If you have a JavaScript method that you're calling from Node and it's backed by a C++ method and if it's a synchronous javascript call then that C++ code will always run on the main thread.

However if you're calling an asynchronous method from JavaScript and this method is backed by some C++, sometimes it runs on the main thread and sometimes it doesn't, it actually depends on the context in which you're making this function call.

To understand this a bit better, we're going to look at some examples.

Example #1

We'll first look at the crypto module because it has lot of methods in it some asynchronous and some asynchronous, and they are very CPU intensive they do a lot of math and it takes a lot of time so we'll start by looking at the pbkdf2 method, this is a method for hashing so we take some random string we feed it into this and it'll give us a hash out. What we're gonna do is we're gonna start by calling the synchronous version of this method I'm going to call it four times

const crypto = require('crypto');

const NUM_REQUESTS = 4;

for(let i = 0; i < NUM_REQUESTS; i++) {
    crypto.pbkdf2Sync("secret", "salt", 10000, 512, 'sha512');
}

so it's gonna call it once and then the time after that, so when we run this code we get an execution timeline that looks like this

crypto-sync-4

and this is what we would expect for synchronous code. we call it once it's gonna start it's gonna run to completion and then once it's done we're gonna call the next one and it's gonna run until completion and we see that this took about 190 milliseconds.

Now we're gonna make one single change

const crypto = require('crypto');

const NUM_REQUESTS = 4;

for(let i = 0; i < NUM_REQUESTS; i++) {
    crypto.pbkdf2("secret", "salt", 10000, 512, 'sha512', () => {});
}

so this the exact same code that we saw earlier except, instead of calling the synchronous version pbkdf2 we are calling the asynchronous version, everything else is exactly the same except we swapped those out and so when we run this code we get an execution time line that looks like

crypto-async-4

we can see that we did those four same calls and they took about the same time for each one but it was actually able to run them in parallel and so we can see the whole thing took less than 60 milliseconds, that is quite a bit faster than the synchronous version and so what this tells us is that we didn't write any threading code inside of JavaScript we just wrote normal regular JavaScript and yet it was actually able to run these to operations in parallel and it turns out under the hood it actually ran these in separate threads because there's some C++ methods that Node uses to actually compute this and BTW there's a recommendation with Node that you always use the asynchronous methods whenever possible this is exactly why because by using the asynchronous methods in a lot of cases Node is able to automatically run things in parallel for you but if you use the synchronous methods, you never give Node the chance to do that so you always want to use asynchronous because you can get some pretty big performance benefits a lot of the time.

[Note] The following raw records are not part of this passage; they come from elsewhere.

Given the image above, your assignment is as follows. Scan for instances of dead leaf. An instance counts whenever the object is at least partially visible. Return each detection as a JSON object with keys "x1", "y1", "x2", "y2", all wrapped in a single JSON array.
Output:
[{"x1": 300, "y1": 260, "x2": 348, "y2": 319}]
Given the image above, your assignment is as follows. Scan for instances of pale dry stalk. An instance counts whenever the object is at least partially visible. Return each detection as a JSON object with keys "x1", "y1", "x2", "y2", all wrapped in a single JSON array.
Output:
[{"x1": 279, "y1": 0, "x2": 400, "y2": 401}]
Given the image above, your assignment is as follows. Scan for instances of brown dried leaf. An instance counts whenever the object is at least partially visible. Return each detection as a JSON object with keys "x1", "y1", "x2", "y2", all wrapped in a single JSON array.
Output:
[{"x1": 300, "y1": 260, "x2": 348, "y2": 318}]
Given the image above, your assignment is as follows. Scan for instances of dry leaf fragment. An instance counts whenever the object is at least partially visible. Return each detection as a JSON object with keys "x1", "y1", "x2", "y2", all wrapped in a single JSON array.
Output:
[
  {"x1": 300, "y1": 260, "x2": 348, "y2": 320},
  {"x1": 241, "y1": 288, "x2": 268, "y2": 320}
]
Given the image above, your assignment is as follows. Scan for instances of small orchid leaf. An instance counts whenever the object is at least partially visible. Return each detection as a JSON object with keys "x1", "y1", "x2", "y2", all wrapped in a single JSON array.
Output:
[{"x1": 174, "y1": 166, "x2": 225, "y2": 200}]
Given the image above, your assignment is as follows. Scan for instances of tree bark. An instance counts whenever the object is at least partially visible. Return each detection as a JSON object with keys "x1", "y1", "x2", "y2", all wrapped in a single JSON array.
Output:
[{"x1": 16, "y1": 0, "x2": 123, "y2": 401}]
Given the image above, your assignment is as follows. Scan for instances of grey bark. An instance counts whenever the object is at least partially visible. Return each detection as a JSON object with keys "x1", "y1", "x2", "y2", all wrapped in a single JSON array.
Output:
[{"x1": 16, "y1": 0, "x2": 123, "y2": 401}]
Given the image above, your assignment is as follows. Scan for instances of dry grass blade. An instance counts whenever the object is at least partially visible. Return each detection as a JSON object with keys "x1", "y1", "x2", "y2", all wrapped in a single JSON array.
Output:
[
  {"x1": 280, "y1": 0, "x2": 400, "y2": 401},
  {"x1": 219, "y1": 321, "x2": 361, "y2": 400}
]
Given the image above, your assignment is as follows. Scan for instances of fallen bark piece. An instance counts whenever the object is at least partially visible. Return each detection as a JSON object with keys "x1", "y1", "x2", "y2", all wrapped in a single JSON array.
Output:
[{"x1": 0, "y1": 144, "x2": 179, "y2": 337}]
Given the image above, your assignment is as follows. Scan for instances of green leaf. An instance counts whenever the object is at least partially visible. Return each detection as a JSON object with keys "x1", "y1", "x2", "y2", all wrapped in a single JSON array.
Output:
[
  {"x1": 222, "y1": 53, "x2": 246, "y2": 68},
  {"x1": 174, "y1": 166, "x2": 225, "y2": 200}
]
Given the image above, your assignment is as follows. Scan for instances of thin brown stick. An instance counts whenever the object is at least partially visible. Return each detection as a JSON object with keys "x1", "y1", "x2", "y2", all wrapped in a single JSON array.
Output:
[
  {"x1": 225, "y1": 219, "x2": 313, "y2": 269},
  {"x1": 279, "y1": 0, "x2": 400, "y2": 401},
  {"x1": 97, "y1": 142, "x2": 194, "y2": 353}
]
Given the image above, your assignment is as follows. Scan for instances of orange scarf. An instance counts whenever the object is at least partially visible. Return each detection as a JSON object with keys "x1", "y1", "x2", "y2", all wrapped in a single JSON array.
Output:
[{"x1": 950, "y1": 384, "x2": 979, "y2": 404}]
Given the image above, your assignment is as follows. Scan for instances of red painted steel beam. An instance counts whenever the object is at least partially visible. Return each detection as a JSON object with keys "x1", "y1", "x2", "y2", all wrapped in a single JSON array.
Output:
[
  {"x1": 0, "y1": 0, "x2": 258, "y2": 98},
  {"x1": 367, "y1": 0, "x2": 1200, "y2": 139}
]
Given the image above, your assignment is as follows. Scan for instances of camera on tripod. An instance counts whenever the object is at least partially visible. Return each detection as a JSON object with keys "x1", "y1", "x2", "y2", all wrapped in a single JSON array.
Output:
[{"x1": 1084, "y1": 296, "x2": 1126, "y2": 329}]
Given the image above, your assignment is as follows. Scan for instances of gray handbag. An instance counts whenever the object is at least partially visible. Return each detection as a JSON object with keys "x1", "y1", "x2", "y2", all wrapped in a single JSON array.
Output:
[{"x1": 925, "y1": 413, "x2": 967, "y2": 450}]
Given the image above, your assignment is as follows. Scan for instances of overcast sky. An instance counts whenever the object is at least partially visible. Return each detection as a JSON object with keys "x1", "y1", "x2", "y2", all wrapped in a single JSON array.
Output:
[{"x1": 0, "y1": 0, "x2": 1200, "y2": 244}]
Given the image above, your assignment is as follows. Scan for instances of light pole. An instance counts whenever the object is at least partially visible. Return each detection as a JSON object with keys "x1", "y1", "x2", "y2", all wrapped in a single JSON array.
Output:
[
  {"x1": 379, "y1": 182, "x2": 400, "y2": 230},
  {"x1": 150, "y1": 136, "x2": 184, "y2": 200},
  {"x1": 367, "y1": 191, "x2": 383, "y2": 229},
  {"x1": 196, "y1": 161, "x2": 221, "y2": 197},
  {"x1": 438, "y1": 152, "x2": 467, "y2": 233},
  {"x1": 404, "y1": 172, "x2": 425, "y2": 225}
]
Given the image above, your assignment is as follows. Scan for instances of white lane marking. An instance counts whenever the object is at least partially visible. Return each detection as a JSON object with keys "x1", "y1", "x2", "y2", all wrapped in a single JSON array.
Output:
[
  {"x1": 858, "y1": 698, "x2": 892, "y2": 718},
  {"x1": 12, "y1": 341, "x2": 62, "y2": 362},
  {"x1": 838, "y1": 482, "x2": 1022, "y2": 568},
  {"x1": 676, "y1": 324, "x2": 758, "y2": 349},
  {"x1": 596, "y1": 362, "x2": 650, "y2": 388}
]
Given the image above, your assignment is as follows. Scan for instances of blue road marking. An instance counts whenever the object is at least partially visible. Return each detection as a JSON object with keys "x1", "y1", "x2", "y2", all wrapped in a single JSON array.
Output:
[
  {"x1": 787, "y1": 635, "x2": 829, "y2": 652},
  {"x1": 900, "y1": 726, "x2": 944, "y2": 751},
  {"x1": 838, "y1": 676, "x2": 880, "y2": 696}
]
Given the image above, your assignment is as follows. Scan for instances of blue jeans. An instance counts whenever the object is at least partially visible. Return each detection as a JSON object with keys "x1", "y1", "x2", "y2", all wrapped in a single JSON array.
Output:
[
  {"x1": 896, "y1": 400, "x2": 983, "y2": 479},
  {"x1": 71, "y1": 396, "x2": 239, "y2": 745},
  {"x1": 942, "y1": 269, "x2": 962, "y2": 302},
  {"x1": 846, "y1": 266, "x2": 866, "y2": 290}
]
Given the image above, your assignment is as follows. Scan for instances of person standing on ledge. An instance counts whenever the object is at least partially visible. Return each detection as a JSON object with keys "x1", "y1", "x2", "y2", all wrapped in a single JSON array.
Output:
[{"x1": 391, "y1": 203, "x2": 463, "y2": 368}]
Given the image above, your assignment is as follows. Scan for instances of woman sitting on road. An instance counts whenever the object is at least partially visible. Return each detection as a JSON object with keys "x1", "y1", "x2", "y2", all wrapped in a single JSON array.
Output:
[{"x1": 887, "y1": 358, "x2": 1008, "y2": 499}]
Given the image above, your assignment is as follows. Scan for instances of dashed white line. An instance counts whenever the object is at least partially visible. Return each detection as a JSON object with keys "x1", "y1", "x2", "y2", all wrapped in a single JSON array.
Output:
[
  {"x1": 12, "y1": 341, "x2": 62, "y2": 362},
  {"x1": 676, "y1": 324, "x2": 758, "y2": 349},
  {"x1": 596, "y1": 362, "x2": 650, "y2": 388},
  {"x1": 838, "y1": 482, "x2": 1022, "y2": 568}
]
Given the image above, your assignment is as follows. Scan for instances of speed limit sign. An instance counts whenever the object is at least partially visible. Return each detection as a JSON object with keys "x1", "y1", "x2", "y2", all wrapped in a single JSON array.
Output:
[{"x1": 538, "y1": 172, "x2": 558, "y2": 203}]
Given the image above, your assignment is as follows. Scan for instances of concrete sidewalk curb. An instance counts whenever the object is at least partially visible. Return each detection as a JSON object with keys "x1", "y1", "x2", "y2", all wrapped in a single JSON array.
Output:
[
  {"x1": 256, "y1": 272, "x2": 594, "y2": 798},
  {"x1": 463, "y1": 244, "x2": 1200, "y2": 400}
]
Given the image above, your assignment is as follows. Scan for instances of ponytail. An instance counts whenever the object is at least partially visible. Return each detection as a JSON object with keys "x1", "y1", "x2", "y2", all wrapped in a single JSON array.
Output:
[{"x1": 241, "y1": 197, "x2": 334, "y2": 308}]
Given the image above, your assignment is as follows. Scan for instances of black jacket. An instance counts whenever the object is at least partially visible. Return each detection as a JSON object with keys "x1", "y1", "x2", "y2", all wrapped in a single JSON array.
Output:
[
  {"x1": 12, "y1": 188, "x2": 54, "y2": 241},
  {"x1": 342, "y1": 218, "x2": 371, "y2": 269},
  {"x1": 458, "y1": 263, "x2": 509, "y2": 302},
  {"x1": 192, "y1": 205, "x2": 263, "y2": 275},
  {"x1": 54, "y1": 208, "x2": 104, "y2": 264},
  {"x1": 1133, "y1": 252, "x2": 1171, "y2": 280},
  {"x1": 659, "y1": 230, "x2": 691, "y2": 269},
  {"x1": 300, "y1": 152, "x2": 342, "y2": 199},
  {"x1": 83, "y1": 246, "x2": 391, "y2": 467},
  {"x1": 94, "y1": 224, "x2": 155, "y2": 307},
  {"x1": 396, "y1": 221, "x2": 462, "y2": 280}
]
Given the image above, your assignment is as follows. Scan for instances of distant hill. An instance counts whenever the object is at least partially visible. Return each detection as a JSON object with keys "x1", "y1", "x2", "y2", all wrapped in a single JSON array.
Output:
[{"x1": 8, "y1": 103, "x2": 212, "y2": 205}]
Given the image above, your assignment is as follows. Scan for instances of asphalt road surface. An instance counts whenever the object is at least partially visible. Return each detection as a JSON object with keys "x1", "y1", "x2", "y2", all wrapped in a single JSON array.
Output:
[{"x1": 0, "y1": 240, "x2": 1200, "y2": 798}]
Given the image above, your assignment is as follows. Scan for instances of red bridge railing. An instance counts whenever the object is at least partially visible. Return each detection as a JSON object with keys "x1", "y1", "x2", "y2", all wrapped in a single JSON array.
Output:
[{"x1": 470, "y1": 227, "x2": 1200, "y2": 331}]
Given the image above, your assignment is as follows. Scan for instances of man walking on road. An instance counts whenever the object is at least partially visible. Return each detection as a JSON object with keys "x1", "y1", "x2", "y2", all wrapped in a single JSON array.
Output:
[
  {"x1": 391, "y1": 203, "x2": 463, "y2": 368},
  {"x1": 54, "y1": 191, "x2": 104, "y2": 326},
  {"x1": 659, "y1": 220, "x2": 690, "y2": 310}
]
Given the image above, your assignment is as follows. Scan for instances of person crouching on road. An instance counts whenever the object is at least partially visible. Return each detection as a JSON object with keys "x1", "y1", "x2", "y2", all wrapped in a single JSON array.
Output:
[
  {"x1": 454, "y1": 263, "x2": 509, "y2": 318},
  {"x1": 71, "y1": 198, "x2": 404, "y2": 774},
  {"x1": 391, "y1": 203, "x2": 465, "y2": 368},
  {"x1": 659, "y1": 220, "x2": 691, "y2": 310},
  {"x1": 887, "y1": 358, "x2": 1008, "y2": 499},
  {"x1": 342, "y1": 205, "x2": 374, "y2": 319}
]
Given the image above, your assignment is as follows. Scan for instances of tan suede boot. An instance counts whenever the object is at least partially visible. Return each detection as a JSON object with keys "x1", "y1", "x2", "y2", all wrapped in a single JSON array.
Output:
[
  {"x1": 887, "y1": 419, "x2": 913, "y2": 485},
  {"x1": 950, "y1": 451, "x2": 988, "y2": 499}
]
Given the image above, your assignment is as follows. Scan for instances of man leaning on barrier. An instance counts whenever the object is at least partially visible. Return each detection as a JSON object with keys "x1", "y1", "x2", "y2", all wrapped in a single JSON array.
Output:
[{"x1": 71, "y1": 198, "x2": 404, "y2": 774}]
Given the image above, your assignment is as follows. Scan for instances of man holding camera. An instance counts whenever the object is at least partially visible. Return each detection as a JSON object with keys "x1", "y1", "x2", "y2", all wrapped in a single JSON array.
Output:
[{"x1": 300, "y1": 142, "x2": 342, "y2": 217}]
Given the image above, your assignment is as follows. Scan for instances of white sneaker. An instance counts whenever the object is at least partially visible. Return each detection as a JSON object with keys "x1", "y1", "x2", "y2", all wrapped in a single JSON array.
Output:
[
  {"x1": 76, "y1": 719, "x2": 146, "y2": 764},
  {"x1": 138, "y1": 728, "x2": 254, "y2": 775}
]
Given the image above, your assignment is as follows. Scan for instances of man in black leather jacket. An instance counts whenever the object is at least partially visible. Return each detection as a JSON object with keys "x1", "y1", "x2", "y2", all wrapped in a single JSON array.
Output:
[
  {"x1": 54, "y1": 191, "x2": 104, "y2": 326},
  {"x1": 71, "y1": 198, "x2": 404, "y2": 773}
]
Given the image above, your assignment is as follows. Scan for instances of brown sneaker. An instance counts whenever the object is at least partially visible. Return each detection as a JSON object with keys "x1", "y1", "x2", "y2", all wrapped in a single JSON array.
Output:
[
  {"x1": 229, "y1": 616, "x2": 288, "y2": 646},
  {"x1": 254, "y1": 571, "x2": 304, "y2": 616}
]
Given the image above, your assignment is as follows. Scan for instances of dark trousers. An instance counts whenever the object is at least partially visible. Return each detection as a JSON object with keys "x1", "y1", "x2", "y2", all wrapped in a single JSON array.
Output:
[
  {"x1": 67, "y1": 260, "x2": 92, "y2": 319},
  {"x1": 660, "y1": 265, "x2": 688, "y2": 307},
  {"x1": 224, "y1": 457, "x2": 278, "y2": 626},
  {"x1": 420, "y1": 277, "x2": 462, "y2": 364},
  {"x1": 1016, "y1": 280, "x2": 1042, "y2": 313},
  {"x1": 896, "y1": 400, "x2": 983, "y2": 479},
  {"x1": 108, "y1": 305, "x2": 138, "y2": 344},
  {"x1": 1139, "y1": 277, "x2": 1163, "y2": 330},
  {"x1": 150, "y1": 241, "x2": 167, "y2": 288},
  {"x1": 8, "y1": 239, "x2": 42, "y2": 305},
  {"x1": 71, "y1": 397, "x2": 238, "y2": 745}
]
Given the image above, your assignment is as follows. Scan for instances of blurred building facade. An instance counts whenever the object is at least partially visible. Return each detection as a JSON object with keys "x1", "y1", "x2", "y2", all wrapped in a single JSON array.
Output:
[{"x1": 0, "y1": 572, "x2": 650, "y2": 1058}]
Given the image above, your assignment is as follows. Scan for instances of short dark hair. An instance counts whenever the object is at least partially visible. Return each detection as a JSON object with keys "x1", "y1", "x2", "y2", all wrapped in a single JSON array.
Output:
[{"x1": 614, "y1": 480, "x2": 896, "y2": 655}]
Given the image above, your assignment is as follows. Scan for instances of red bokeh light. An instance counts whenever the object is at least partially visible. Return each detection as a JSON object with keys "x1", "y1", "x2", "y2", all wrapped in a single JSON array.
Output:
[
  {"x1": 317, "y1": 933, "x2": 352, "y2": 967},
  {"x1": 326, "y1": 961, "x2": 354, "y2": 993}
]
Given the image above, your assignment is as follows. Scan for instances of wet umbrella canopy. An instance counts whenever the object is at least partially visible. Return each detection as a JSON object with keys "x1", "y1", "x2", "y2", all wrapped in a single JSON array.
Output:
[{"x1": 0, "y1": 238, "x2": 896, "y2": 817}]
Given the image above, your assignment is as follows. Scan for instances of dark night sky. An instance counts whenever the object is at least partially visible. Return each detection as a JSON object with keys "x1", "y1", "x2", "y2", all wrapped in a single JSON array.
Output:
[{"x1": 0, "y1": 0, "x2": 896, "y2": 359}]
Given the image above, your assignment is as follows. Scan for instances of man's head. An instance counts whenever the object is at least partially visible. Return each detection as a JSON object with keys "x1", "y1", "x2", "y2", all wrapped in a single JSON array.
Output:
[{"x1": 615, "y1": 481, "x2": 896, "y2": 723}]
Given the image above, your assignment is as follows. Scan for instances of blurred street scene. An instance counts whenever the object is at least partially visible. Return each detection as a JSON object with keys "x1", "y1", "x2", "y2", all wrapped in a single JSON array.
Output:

We saw for both synchronous and asynchronous now let's say we increase this from four requests to six requests

crypto-async-6

This is a little more interesting graph, this is not uniform anymore. We had this like weird little tail that's sitting at the end so it's almost look like we took the time when we did only four requests and sort of stuck that to the end and there's actually reason for this and that's because you know these hashing operation in C++ are done in a background thread but Node doesn't spin up a new thread for each request instead Node.js whenever it first starts up it will automatically spin up a preset number of threads which defaults to four. It will spin up these four threads and will constantly reuse those threads for all of its work, and these set of threads is called the thread pool in Node.js and the reason that when we saw four ran together and then the long tail was because we had this default four worker threads in the thread pool so what NodeJS is doing, whenever we make these requests, it can see that first request come through then Node would be like okay I got this I'm gonna assign this to the first thread in the thread pool, the second request will go to the second, the third to the third, fourth to the fourth but when that fifth request comes through Node gonna say alright all of my worker threads are busy right now so I'm gonna take this other request in a queue until one of the worker threads becomes available and then the same thing with the six requests so once that first request finishes. Node can say like "Alright so now I have one of these threads available again I'm gonna pick off one of these queued requests and assign it to the next two." so that's why it really does look like it did four operations and then two because that's actually what it did under the hood and so this is a case where we're actually seeing the limitation in the thread pool

Example #2

const https = require('https');

const NUM_REQUESTS = 4;

for(let i = 0; i < NUM_REQUESTS; i++) {
    https.request('https://varunzxzx.github.io/static/.../.../me.webp', res => {
        res.on('data', () => {});
        res.on('end', () => {})
    }).end()
}

let's move on to our next example and that is the HTTP module, we have this sample code. This is using the HTTP module what this is gonna do is it's going to download my profile profile photo from my personal website I chose this because there is no CDN sitting in front of this, CDNs ends are great for performance because you know it can do lots of like caching, you can be downloading files closer to where you are geographically and you also decrease your bandwidth but they're not great for this test because CDNs make the timing unpredictable which is not good for benchmarks so we wanted to download something that was very very predictable so I chose this file so what we're doing here is we're downloading it we're listening to the data event to make sure that we're actually going to download all of the data and then we wait for the end event and we're timing from when we call HTTP request to the time the end event is fired so once again we are starting with four requests.

http-4

It actually took almost the exact amount same amount of time to download that file four times which we want to see. It took about 250 milliseconds. Now we're gonna do the same thing which we did before and increase the number of requests to six.

http-6

They also took about the exact same amount of time. It also took 250 milliseconds and it did not increase the amount of time it takes to download this file which is different than the results we saw in crypto. The reasons for this is, it has nothing to do with node, this is all just about like computer architecture and bottlenecks. Whenever we're downloading a file and especially in this case where we're downloading a file and only saving it to memory, we're not writing it to the hard drive, the limitation is the network itself like whenever we're downloading a file like this our computer is basically sitting there doing nothing most of the time and everyone time you get a little bit of data from the network which it'll take and go process so since we know we're not limited by the number of CPU cores because our CPUs sitting there doing nothing then we don't hit that bottle neck.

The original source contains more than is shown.